For a moment Jack and Fist inhabited a thousand fragments of mind, individual life shards that had gleamed and then spun away from them with all the beauty of a shattering stained-glass window. It was impossible to pick out overall patterns, but here there was a soft kiss, there the touch of a raindrop, a sudden note of music or a glimpse of Station when it had been so much smaller. All these broken notes combined into a cacophony of consciousness that had its own dying beauty. The moment stretched out, because every individual memory was unanchored from time. And then they burst spluttering out of the water, and the riot of memory left them.

‘God’s shit!’ shrieked Fist. ‘You’re right. This lake is where fetches die.’

‘The Pantheon always said our memories were a resource too precious to lose. But if this is where they end up – so much white noise, and then I suppose they just fade away.’

‘Wow. More bullshit from the gods. Whodathunkit, eh?’

They reached the island and clambered on to the lower blocks. ‘Rucksack’s OK?’ checked Jack.

‘Files untouched. I’m rather good at luggage. Maybe I should do it professionally when all this is over.’

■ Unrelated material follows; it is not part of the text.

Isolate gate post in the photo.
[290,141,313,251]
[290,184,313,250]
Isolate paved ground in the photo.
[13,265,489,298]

The blocks’ hard edges were decaying. The stone of each was soft, falling away where the water touched it. As Jack and Fist slithered over them, chunks slid off.

‘Fresh minds, melting away,’ said Jack. ‘They’re like sugar cubes in tea. I can’t believe they’d do this. They’re editing anyone who disagrees with them out of Station’s memory. Can you open the blocks?’